There are also untold social and community benefits linked to public park spaces. Friends of mine, Kathryn Morrissette and Michael Smith, each had a dog and met during off-leash hours in Prospect Park in Brooklyn. They married and became the proud parents of two boys, Dillon, 3, and Wyatt, 1, who now frolic in the park as well.

It’s not enough for an area to have lots of parks if people can’t get to them without using public or private transportation, the trust maintains. “People have to be able to walk there,” Mr. Benepe said. “They can’t grow wings to fly over a highway or river.”

Of the vast majority of Americans who live in cities and their suburbs, about two-thirds already have a park within a 10-minute walk. But that still leaves 110 million Americans who lack this access. Perhaps the biggest selling point for the nation’s mayors may be the fact that park access increases real estate values, which provides cities with a larger tax base.

Along with Minneapolis and St. Paul, the trust’s analysis suggests that the most livable urban areas in the country are Washington, D.C., Arlington, Va., San Francisco, Portland, Ore., Cincinnati, Chicago and New York.

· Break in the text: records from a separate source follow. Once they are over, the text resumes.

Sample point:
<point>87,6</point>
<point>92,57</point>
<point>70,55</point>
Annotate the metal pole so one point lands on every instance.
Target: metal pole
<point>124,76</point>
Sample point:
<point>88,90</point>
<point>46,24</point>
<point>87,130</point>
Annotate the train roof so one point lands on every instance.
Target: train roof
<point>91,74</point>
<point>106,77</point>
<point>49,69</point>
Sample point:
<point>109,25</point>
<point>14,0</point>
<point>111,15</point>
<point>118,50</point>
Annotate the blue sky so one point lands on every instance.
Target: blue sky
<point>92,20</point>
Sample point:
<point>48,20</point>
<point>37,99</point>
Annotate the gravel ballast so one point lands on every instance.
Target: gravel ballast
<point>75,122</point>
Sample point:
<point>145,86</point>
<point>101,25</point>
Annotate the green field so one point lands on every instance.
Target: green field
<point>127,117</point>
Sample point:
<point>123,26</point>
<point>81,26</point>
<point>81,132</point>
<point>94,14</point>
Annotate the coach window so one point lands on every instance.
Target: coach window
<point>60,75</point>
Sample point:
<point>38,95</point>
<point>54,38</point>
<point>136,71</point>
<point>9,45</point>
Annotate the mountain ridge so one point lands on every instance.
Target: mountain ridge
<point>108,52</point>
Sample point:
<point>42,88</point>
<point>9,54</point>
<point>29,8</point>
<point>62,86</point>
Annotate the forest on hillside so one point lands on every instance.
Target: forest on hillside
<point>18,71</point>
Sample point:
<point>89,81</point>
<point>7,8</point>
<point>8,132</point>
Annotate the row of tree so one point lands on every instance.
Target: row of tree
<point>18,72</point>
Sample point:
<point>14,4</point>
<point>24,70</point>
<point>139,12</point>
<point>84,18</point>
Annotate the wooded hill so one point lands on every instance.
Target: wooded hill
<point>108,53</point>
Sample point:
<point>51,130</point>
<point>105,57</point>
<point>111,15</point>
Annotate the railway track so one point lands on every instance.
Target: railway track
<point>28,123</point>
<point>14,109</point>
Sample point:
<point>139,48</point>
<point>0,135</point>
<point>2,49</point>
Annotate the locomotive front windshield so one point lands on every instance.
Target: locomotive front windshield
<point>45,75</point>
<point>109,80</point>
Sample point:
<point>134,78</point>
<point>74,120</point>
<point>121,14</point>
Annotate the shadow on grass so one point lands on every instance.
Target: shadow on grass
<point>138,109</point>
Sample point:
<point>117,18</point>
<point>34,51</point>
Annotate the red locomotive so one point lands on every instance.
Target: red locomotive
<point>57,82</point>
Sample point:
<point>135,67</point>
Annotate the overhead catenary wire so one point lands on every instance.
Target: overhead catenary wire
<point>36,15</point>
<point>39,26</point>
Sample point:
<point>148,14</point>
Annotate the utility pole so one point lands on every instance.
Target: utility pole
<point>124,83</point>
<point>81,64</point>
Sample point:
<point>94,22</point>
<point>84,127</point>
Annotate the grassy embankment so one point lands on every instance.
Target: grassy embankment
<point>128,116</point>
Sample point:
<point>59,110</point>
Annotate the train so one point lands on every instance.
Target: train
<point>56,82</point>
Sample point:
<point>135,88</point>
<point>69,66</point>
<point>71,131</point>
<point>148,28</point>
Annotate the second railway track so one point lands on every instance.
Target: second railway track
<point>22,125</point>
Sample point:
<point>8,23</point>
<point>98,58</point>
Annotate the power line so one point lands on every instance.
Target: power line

About 99 percent of New Yorkers live within a 10-minute walk of a public recreation area primarily because “there are so many playgrounds,” a tribute, Mr. Benepe said, to the controversial “master builder” Robert Moses, under whose leadership park playgrounds increased from 100 in 1934 to 658 by 1960, and now number about 1,000.

The city’s schoolyards, long characterized “by terrible sheets of asphalt and locked up during nonschool hours,” Mr. Benepe said, are being turned into inviting playgrounds that are open to the community evenings, weekends and holidays.

Although the trust is currently focused on metropolitan areas, Mr. Benepe said he’s “worried about people who live in small towns, where the land is privately owned. It may be colored green on the map, but it’s not necessarily accessible.”

The trust’s ParkScore index ranks metropolitan areas based on four factors: the percentage of residents living within a 10-minute walk to a park; the median size of local parks and percentage of city area they constitute; the dollar investment in parks per resident; and the availability of six popular park features: basketball hoops; off-leash dog parks; playgrounds; splashpads and other water-play structures; recreation and senior centers; and restrooms.

Community leaders can use the trust’s ParkScore-generated maps to determine where new parks are most needed. And citizens can use the information on the trust’s website, parkscore.tpl.org, to encourage elected officials to provide more equitable access to quality parks.